1. Always specify --path . when running from project directory to ensure Godot finds project.godot
2. Use --headless for CI/CD and automated testing (no window, no rendering)
3. Use --quit or --quit-after N to exit automatically after task completion
4. Combine --check-only with --script to validate GDScript syntax quickly
5. Use debug flags (--debug-collisions, --debug-navigation) to visualize systems during development
6. Check exit codes - Non-zero indicates errors (useful for CI/CD scripts)

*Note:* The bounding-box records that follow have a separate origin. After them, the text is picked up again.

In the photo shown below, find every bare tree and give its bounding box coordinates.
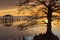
[19,0,60,34]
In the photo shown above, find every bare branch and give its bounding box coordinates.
[37,0,47,7]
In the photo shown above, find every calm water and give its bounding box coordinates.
[0,16,60,40]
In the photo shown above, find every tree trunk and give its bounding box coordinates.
[46,6,52,34]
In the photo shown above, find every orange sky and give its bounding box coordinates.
[0,6,60,16]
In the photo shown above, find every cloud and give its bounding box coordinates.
[0,0,18,10]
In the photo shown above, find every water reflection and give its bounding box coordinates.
[0,15,59,40]
[1,15,13,26]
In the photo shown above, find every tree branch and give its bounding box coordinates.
[37,0,47,7]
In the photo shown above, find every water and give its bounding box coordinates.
[0,18,60,40]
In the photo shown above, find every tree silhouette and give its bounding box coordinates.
[18,0,60,34]
[38,0,60,34]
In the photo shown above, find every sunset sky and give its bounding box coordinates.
[0,0,59,16]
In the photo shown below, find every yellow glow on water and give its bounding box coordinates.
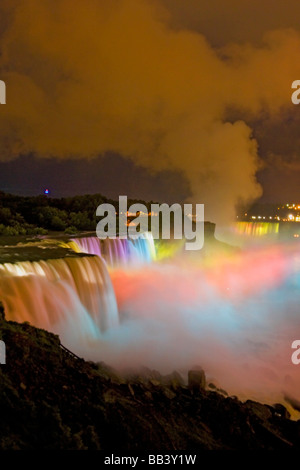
[59,240,81,253]
[155,239,185,260]
[237,222,279,237]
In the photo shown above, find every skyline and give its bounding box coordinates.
[0,0,300,222]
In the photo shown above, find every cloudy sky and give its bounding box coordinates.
[0,0,300,220]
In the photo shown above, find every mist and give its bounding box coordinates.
[0,0,300,223]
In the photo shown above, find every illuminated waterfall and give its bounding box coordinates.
[69,232,156,267]
[236,222,279,237]
[0,256,119,351]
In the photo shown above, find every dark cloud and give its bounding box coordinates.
[0,0,300,221]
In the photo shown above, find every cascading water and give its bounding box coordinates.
[0,256,119,352]
[69,232,156,267]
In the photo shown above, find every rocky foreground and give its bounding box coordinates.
[0,306,300,452]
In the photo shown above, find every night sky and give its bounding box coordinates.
[0,0,300,220]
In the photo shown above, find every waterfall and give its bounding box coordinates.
[0,256,119,351]
[236,222,279,237]
[69,232,156,267]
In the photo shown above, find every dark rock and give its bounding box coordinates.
[272,403,291,419]
[188,369,206,392]
[0,321,300,453]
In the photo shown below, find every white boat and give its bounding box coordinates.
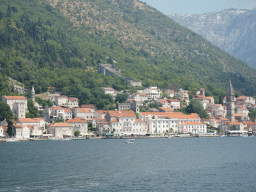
[61,138,71,141]
[125,139,135,143]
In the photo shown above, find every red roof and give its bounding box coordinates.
[68,97,78,102]
[3,96,27,100]
[19,118,43,123]
[141,112,199,119]
[179,122,205,125]
[108,111,136,117]
[236,95,247,100]
[52,106,64,110]
[50,122,72,127]
[66,117,87,123]
[64,108,72,113]
[75,108,91,113]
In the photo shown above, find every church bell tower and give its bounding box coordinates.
[226,80,235,122]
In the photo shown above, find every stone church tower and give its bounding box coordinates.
[226,80,235,122]
[31,86,36,103]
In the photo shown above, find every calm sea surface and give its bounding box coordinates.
[0,137,256,191]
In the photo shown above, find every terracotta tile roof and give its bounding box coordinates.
[27,125,41,130]
[66,117,87,123]
[110,118,119,123]
[19,118,43,123]
[3,96,27,100]
[168,99,180,102]
[159,107,174,112]
[108,111,136,117]
[141,112,199,119]
[50,122,72,127]
[228,121,242,125]
[236,95,247,100]
[218,117,229,121]
[96,110,108,114]
[81,104,95,109]
[75,108,91,113]
[235,113,244,117]
[179,122,205,125]
[52,106,64,110]
[243,121,256,125]
[56,95,67,98]
[64,108,72,113]
[102,87,114,90]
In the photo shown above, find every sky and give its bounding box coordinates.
[140,0,256,15]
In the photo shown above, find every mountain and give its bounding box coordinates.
[170,8,256,68]
[0,0,256,108]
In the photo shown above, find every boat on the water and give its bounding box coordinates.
[125,139,135,143]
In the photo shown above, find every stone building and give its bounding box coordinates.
[226,81,235,122]
[124,77,142,87]
[2,95,28,118]
[98,63,121,77]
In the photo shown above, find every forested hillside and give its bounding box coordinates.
[170,8,256,68]
[0,0,256,108]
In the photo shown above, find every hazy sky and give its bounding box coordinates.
[141,0,256,15]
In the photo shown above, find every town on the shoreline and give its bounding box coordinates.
[0,79,256,139]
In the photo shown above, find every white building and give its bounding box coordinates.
[2,95,28,118]
[54,95,68,106]
[74,108,95,120]
[16,118,46,131]
[139,112,200,134]
[65,97,79,108]
[143,87,161,100]
[102,87,116,97]
[66,117,88,135]
[0,120,8,137]
[105,111,146,136]
[178,122,207,135]
[167,99,180,109]
[47,123,74,138]
[43,106,72,121]
[14,125,30,139]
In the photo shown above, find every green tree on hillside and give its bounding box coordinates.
[115,93,128,103]
[185,99,208,118]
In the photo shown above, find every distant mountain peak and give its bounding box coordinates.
[170,8,256,68]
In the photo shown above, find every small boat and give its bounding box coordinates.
[61,138,71,141]
[125,139,135,143]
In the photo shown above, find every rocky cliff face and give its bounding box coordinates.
[170,9,256,68]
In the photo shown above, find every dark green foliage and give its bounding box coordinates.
[0,0,256,109]
[115,93,128,103]
[249,109,256,122]
[35,97,53,107]
[26,99,40,118]
[185,99,208,118]
[0,101,14,121]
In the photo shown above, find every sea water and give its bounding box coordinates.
[0,137,256,191]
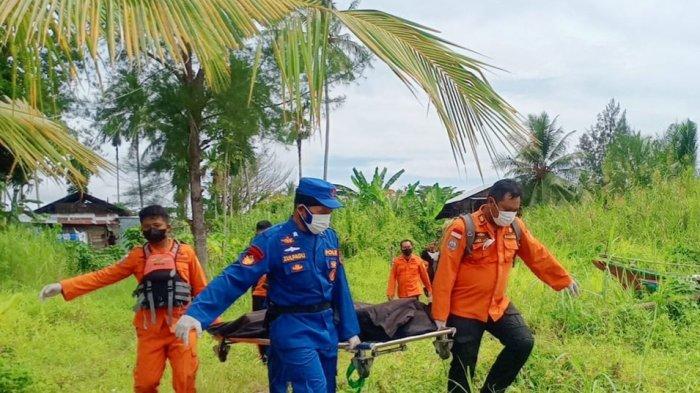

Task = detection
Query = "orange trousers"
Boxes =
[134,321,199,393]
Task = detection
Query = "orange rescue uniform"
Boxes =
[61,240,207,393]
[432,207,573,322]
[253,274,267,297]
[386,255,433,298]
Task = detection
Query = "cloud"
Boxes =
[34,0,700,207]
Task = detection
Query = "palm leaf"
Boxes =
[0,99,111,184]
[332,10,526,172]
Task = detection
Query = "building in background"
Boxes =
[31,192,139,248]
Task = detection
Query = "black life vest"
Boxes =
[134,240,192,325]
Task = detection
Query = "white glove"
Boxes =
[348,336,362,349]
[39,283,63,302]
[564,280,581,296]
[175,315,202,347]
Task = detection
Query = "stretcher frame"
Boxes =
[214,328,456,378]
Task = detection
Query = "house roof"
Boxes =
[445,183,493,205]
[435,183,493,220]
[34,192,131,216]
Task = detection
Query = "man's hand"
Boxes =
[348,336,362,350]
[175,315,202,347]
[564,280,581,296]
[39,283,63,302]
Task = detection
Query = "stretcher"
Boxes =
[214,328,456,391]
[209,299,455,391]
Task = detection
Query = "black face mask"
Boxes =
[142,228,166,243]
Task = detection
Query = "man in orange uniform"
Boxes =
[432,179,578,392]
[39,205,207,393]
[386,240,433,301]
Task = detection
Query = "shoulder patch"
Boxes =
[447,238,457,251]
[241,245,265,266]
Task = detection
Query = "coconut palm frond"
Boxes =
[0,99,111,184]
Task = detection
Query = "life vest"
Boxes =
[134,240,192,325]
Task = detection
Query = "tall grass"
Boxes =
[0,178,700,393]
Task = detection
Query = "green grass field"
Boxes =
[0,179,700,392]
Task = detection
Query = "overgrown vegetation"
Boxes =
[0,176,700,393]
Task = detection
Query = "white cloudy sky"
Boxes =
[34,0,700,207]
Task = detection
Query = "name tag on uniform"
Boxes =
[325,248,338,257]
[282,252,306,263]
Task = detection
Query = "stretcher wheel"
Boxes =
[352,351,374,379]
[214,340,231,363]
[433,336,452,360]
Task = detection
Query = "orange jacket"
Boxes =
[386,255,433,298]
[432,209,572,322]
[61,240,207,327]
[253,274,267,297]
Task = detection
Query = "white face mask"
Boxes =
[493,210,518,227]
[302,205,331,235]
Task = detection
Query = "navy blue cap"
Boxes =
[296,177,343,209]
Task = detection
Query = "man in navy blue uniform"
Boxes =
[175,178,360,393]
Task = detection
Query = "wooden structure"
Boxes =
[435,183,493,220]
[34,192,138,248]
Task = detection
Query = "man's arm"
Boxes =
[516,218,574,291]
[187,235,269,329]
[433,219,467,322]
[60,247,138,300]
[418,261,433,296]
[386,260,396,300]
[186,246,207,296]
[333,259,360,341]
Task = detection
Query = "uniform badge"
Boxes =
[447,238,457,251]
[282,252,306,266]
[325,248,338,257]
[241,246,265,266]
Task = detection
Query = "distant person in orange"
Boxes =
[386,239,432,302]
[251,220,272,364]
[420,242,440,282]
[39,205,207,393]
[432,179,578,392]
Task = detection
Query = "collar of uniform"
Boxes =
[474,204,498,235]
[397,254,418,263]
[148,238,173,254]
[285,216,327,237]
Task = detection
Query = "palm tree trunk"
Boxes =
[134,133,143,209]
[297,133,301,182]
[34,171,41,208]
[323,83,331,180]
[184,57,208,265]
[114,145,121,203]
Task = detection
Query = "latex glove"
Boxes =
[348,336,362,349]
[39,283,63,302]
[564,280,581,296]
[175,315,202,347]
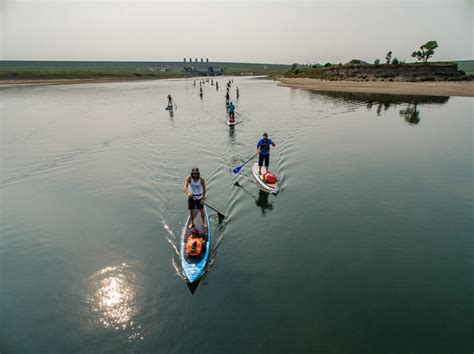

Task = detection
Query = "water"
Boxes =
[0,78,474,353]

Example: Pre-commit Hook for GDScript Validation

```bash

#!/bin/bash

# Validate all changed .gd files before committing

for file in $(git diff --cached --name-only --diff-filter=ACM | grep '\.gd$'); do

if ! godot --path . --check-only --script "$file" --headless --quit; then

echo "GDScript validation failed for $file"

exit 1

fi

done

```

File Type Decision Tree

Writing game logic? → Use .gd file

Storing data (item stats, spell configs)? → Use .tres file

Creating scene structure? → Use .tscn file (prefer Godot editor for complex structures)

Syntax Quick Check

In .gd files: Full GDScript - var, func, preload(), etc. ✅

In .tres/.tscn files:

• preload() ❌ → Use ExtResource("id") ✅
• var, const, func ❌ → Just property values ✅
• [1, 2, 3] ❌ → Array[int]([1, 2, 3]) ✅

When to Use Each Validation Script

validate_tres.py - For resource files:

• Items, spells, abilities
• Custom resource data
• After creating .tres files

validate_tscn.py - For scene files:

• Player, enemies, levels
• UI scenes
• After editing .tscn files

When to Read Each Reference

file-formats.md - When:

• Creating/editing .tres/.tscn files
• Getting "failed to load" errors
• Unsure about syntax rules

architecture-patterns.md - When:

• Implementing new game systems
• Planning component structure
• Looking for proven patterns

Work with Godot projects effectively by:

1. Understanding file formats - .gd is code, .tres/.tscn are data with strict syntax
2. Using validation tools - Catch errors before testing
3. Following patterns - Use proven architectures from references
4. Starting from templates - Adapt rather than create from scratch
5. Testing incrementally - Validate, test, commit frequently

The key insight: Godot's text-based files are LLM-friendly when you respect the syntax differences between GDScript and resource serialization formats.